The Impossible
- Author: Joyce Smith
- Language: English
- Genre: Faith drama, non-fiction
- Publication date: November 7, 2017
- Publication place: United States
- Media type: Print (Hardcover & Paperback)
- ISBN: 1478976950
- Website: http://www.theimpossiblebook.com/

= The Impossible (book) =

2017 book by Joyce Smith

The Impossible: The Miraculous Story of a Mother's Faith and Her Child's Resurrection is a non-fiction biography.It was written by American author Joyce Smith, alongside contributor Ginger Kolbaba. The book, released on November 7, 2017, tells the story of Joyce's 14-year-old son John, who fell through icy Lake Sainte Louise, the smaller of two lakes in the community of Lake St.
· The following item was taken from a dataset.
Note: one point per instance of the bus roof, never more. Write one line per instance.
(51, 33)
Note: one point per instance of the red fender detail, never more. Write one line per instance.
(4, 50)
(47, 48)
Louis, Missouri.

== Film adaptation ==
In 2018, 20th Century Fox announced plans to produce a movie adaptation of The Impossible, titled Breakthrough, working with director Roxann Dawson, executive producer Samuel Rodriguez and producer DeVon Franklin, who has worked on other faith drama titles such as Miracles from Heaven and Heaven Is for Real. The film was released on April 17, 2019.

In March 2018, it was announced that actor Topher Grace would star as Pastor Jason Noble, and first responder Tommy Shine would be portrayed by Mike Colter. Actress Chrissy Metz of NBC's This Is Us starred as Joyce Smith. Other lead roles include Josh Lucas, Sam Trammell, and Marcel Ruiz.